Way back when, we’d watch TV every week to see Siskel and Ebert match wits and thumbs as they critiqued current film offerings. They would summarize with “two thumbs up” if they both loved a film. Often as not, they disagreed – both civilly and passionately – with one thumb up and one thumb down. So where does all this thumb business come from anyway?
This is your librarian speaking, so you are going to find out. Webster’s Dictionary says simply thumbs-down was first documented in usage around 1889 as a gesture of rejection, disapproval or condemnation. Thumbs-up is a gesture of approval or encouragement dating back in usage to around 1922. It took 33 years for the old folks to see the bright side.

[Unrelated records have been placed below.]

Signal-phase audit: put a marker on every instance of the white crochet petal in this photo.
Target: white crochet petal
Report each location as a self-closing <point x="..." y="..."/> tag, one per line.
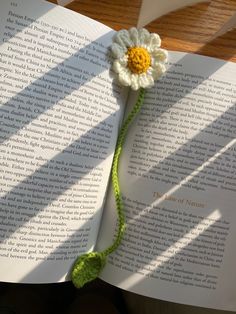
<point x="159" y="54"/>
<point x="135" y="81"/>
<point x="125" y="77"/>
<point x="157" y="70"/>
<point x="146" y="80"/>
<point x="143" y="36"/>
<point x="123" y="39"/>
<point x="117" y="50"/>
<point x="154" y="40"/>
<point x="118" y="66"/>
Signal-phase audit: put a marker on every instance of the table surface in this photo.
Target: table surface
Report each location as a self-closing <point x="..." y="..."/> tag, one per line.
<point x="191" y="29"/>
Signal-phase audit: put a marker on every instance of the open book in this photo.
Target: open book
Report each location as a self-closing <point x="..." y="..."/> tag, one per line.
<point x="59" y="117"/>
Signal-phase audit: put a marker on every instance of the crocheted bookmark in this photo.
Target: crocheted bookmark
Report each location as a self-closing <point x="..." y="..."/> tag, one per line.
<point x="139" y="61"/>
<point x="87" y="267"/>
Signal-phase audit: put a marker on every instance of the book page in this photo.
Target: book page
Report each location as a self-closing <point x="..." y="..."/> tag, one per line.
<point x="59" y="117"/>
<point x="178" y="179"/>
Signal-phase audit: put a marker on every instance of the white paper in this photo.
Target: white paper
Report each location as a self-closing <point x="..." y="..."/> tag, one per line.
<point x="63" y="2"/>
<point x="151" y="10"/>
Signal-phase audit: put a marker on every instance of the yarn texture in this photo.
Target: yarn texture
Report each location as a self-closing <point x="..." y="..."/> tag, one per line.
<point x="87" y="267"/>
<point x="139" y="61"/>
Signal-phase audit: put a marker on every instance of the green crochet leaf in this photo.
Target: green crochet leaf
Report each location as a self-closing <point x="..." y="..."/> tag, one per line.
<point x="87" y="267"/>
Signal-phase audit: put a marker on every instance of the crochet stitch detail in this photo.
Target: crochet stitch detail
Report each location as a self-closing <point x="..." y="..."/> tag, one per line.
<point x="139" y="60"/>
<point x="88" y="266"/>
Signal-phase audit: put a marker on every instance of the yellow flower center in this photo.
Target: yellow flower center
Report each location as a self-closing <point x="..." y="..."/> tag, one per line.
<point x="139" y="59"/>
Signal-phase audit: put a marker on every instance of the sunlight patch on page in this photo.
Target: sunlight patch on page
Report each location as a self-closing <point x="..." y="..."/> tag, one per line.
<point x="174" y="249"/>
<point x="195" y="172"/>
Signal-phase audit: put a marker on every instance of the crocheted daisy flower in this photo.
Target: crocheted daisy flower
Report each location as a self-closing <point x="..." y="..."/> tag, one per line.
<point x="139" y="58"/>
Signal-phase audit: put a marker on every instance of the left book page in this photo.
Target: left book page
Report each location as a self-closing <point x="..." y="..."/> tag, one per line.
<point x="59" y="116"/>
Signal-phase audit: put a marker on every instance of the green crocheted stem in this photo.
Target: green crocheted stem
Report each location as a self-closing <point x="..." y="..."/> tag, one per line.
<point x="88" y="266"/>
<point x="115" y="176"/>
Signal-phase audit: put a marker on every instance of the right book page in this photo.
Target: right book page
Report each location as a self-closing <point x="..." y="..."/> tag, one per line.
<point x="178" y="180"/>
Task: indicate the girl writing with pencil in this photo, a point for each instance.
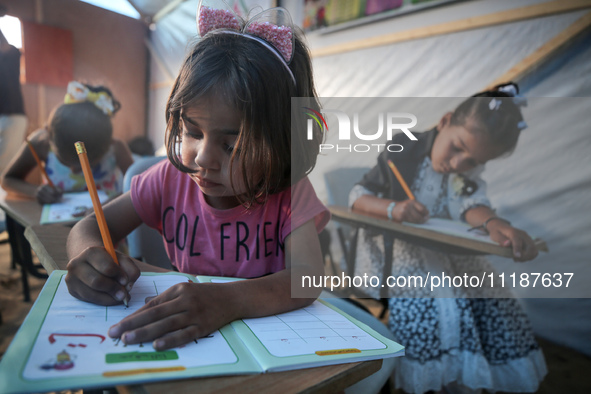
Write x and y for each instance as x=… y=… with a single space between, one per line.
x=453 y=341
x=84 y=116
x=229 y=201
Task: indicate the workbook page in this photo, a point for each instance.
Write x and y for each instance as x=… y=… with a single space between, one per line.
x=451 y=227
x=73 y=339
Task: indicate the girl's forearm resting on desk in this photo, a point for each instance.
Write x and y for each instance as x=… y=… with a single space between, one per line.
x=501 y=231
x=188 y=310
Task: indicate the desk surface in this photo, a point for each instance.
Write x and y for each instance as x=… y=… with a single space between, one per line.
x=49 y=243
x=428 y=238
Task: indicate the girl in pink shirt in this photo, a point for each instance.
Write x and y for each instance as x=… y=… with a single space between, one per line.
x=230 y=200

Wikipedia – the born-digital equivalent of the Encyclopedia Britannica, the World Almanac and every goofy theory you ever heard all rolled into one – shows us an actual picture of a thumbs up and delves into a discussion of “opposable thumbs”. The theory may be that our progenitors were just happy they had thumbs – so thumbs up to that!

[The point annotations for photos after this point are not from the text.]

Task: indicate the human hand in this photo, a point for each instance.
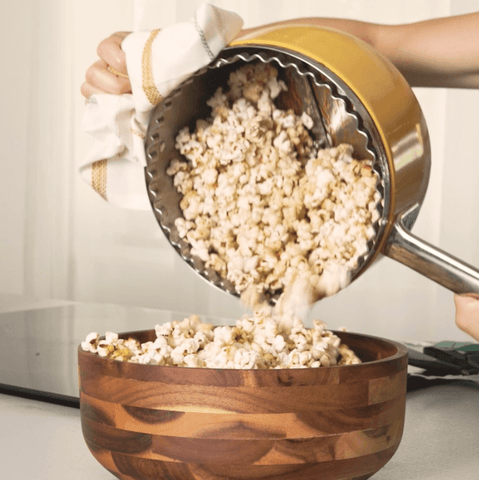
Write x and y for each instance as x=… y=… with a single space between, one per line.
x=467 y=314
x=108 y=74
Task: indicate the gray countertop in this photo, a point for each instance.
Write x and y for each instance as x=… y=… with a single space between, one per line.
x=440 y=441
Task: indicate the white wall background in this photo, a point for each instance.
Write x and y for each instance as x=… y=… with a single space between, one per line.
x=58 y=239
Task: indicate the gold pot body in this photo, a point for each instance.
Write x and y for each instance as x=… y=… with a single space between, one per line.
x=382 y=97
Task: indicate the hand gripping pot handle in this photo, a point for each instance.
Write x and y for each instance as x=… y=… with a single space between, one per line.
x=430 y=261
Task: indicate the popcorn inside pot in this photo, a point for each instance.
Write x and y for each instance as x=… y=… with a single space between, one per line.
x=262 y=205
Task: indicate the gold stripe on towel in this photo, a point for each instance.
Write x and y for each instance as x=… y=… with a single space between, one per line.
x=98 y=177
x=149 y=87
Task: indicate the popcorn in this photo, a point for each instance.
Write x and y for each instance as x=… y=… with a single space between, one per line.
x=262 y=205
x=260 y=341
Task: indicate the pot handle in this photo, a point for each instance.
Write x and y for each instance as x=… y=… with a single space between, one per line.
x=448 y=271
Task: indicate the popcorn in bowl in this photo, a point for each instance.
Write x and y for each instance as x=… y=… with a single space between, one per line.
x=260 y=341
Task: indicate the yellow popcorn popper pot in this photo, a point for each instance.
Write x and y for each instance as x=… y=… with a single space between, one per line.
x=354 y=96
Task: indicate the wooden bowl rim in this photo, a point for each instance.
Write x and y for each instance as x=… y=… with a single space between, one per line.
x=401 y=351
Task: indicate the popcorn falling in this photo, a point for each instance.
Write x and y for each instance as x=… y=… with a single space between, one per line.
x=268 y=211
x=256 y=342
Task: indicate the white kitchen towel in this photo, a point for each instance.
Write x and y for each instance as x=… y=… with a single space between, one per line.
x=157 y=61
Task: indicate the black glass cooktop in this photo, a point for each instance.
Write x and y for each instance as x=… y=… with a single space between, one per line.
x=38 y=348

And that raises another question – did Siskel and Ebert really trademark “two thumbs up”? According to Wikipedia, the phrase was trademarked in 1989 to protect it from fraudulent use.
Ok – so all we really want is your humble opinion about books, CD books and DVDs in the library. We think people’s rating are interesting and helpful and that you will too! And so as not to infringe or fraudulently misuse “thumbs up,” we give you the opportunity to rate in stars instead. The more stars the better. Set your own standard. Find something you love or hate or even feel middling about and dole out those stars. The magic comes from a built in database that will average the stars based on the number of raters and the number of stars. Just hover over the stars by each title and click. You get one rating per item so that the results won’t be skewed.
If clicking stars doesn’t come close to expressing your opinion, you have the option of getting your other fingers in gear and typing a short comment. Your words let everyone know how you really feel! Your comments will be reviewed and shared for all to see… and rate… and comment on. It’s the Web 2.0 way.